Lowering high blood pressure has other proven benefits

People are at risk of high blood pressure, also known as having prehypertension, when their blood pressure level is elevated, or at 120 mmHg to 129 mmHg systolic or higher. People are diagnosed with high blood pressure when their blood pressure level is 130 mmHg or higher or they have a diastolic pressure of 80 mmHg or higher.

"We initially anticipated that the negative effects of hypertension on cognitive function would be more critical when hypertension started at a younger age; however, our results show similar accelerated cognitive performance decline whether hypertension started in middle age or at older ages," study author Sandhi Maria Barreto, Ph.D., a professor of medicine at the Universidade Federal de Minas Gerais in Belo Horizonte, Brazil, said in a news release to AHA.

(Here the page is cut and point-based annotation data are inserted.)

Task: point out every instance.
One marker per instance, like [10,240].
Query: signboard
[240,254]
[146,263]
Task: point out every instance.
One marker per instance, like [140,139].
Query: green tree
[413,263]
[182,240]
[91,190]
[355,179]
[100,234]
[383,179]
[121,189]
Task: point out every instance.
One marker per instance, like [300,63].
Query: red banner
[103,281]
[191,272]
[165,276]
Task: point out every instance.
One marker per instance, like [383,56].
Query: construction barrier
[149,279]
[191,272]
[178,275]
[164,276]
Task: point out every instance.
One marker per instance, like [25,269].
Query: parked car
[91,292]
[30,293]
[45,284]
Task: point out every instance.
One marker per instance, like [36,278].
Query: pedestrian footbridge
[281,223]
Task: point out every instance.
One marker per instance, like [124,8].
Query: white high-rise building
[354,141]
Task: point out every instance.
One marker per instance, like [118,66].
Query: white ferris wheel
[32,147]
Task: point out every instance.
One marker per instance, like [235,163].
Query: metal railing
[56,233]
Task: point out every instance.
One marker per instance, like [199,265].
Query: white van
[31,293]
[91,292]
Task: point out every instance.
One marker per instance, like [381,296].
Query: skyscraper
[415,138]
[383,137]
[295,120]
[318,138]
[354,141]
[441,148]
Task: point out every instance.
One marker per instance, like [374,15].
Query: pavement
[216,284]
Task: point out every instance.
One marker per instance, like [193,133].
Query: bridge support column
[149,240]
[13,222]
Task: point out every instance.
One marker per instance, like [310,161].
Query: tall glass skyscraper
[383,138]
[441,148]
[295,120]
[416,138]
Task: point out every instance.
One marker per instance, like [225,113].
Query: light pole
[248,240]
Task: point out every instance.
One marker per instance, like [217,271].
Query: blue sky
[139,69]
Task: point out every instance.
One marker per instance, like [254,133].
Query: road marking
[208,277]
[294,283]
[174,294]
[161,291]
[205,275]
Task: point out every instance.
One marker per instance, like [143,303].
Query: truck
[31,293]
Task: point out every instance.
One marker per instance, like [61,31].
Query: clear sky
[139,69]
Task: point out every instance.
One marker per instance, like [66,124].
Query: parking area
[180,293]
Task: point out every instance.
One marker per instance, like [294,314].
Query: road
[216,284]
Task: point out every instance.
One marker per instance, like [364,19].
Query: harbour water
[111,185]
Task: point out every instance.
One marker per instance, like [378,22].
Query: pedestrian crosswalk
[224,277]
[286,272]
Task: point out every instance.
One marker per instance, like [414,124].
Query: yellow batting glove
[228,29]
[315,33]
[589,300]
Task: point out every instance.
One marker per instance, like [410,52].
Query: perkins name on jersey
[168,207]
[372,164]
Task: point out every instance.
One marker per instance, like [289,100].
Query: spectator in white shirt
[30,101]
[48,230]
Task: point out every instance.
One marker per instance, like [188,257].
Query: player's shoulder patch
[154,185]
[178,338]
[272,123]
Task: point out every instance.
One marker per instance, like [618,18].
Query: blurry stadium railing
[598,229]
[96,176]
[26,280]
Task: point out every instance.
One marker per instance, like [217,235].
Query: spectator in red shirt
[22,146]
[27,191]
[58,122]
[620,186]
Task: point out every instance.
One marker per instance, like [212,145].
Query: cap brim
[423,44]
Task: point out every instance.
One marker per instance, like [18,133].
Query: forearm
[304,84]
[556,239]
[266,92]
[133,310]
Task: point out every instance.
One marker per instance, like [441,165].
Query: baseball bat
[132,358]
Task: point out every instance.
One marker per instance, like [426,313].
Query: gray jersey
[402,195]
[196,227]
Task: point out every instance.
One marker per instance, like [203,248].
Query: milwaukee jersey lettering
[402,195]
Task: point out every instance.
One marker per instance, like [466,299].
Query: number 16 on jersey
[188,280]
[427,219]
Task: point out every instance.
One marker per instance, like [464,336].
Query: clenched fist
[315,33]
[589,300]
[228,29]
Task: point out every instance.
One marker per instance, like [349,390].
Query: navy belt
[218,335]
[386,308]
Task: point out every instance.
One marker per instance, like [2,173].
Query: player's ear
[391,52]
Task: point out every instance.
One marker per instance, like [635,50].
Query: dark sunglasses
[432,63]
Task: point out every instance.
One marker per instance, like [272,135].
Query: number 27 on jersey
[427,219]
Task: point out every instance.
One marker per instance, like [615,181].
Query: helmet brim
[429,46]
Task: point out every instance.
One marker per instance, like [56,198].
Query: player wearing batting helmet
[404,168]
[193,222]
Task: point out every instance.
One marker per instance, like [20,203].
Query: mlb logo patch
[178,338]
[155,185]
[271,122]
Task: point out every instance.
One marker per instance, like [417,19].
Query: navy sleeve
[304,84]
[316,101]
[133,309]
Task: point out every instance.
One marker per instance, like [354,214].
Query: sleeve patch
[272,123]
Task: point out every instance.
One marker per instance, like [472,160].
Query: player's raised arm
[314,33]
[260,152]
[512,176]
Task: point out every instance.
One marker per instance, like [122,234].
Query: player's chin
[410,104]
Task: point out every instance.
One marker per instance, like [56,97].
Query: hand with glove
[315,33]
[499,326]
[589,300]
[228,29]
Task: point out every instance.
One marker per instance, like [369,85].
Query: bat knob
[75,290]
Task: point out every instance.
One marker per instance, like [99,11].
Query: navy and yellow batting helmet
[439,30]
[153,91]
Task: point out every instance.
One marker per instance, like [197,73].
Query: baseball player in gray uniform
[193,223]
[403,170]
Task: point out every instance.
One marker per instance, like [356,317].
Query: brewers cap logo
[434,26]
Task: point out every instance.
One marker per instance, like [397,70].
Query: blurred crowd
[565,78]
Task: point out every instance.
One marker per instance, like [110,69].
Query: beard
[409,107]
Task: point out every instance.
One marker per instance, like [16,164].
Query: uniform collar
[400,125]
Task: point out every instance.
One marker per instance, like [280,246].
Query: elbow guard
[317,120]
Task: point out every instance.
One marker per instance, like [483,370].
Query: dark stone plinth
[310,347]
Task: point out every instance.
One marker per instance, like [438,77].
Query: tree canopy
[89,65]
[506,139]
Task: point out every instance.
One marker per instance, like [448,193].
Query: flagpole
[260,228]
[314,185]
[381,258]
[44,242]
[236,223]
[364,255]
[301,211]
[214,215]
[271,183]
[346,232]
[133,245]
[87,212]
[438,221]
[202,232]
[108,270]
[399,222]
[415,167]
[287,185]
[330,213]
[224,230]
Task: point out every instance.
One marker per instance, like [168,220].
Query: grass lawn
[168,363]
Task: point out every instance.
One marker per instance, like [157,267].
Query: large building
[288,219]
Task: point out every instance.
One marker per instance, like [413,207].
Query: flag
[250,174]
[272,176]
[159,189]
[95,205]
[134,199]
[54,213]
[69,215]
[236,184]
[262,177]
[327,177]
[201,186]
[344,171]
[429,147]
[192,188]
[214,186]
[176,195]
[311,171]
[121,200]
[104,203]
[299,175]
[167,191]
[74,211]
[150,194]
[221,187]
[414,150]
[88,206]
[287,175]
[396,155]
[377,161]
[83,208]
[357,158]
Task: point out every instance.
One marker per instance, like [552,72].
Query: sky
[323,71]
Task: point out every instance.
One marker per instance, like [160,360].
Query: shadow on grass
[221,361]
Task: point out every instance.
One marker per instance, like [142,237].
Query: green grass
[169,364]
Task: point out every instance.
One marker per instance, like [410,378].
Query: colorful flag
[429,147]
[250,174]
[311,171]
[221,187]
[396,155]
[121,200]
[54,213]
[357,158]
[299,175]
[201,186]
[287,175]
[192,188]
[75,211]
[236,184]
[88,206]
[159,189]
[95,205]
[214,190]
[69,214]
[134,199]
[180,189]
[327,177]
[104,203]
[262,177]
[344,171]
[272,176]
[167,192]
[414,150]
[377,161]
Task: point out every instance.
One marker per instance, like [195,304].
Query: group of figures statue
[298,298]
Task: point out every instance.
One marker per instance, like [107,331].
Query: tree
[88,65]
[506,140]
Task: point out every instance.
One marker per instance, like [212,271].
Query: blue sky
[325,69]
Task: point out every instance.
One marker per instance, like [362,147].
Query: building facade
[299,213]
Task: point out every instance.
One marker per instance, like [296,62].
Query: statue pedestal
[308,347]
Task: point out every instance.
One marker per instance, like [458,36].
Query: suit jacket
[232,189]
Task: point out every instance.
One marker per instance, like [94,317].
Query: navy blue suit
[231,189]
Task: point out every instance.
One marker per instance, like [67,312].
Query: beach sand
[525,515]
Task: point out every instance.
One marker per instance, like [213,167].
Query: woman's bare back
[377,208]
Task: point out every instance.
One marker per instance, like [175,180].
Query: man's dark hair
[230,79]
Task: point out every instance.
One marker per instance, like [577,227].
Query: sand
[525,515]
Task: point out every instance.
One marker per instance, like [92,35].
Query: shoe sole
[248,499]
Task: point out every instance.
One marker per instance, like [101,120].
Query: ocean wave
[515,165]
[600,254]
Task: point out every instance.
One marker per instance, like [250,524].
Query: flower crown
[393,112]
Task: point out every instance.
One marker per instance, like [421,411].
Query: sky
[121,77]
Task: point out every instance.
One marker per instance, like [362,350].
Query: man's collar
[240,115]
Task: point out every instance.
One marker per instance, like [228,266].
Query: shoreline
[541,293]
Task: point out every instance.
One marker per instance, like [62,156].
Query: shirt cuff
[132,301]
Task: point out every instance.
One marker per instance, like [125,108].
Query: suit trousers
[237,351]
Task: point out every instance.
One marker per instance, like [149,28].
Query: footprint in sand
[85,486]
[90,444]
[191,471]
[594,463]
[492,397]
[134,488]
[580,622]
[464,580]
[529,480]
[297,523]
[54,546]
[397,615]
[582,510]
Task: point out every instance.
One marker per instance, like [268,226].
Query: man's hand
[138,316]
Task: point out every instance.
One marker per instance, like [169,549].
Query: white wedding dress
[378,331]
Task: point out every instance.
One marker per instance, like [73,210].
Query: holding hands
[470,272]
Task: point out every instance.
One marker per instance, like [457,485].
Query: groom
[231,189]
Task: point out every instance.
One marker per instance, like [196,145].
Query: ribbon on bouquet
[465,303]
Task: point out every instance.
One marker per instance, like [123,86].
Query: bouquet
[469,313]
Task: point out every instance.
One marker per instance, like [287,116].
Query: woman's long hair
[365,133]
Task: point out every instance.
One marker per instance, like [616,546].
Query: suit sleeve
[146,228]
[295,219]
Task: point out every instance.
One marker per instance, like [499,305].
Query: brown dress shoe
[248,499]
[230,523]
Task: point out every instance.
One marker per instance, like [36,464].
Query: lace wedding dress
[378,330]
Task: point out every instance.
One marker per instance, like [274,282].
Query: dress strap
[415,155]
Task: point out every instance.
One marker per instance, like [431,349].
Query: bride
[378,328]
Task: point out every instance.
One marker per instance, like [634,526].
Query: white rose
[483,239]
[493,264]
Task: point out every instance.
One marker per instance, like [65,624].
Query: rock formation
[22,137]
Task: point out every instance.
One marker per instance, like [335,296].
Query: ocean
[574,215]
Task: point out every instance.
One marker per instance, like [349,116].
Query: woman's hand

Effectively treating high blood pressure at any age in adulthood could reduce or prevent this accelerated decline, Barreto added. "Collectively, the findings suggest hypertension needs to be prevented, diagnosed, and effectively treated in adults of any age to preserve cognitive function."

There may be a limit to how much lowering blood pressure can preserve brain health, Dr. Gregg Fonarow, interim chief of the division of cardiology at the University of California, Los Angeles, told WebMD. But controlling high blood pressure has been proven to lower the risk of stroke, heart failure, heart attack, and premature cardiovascular death.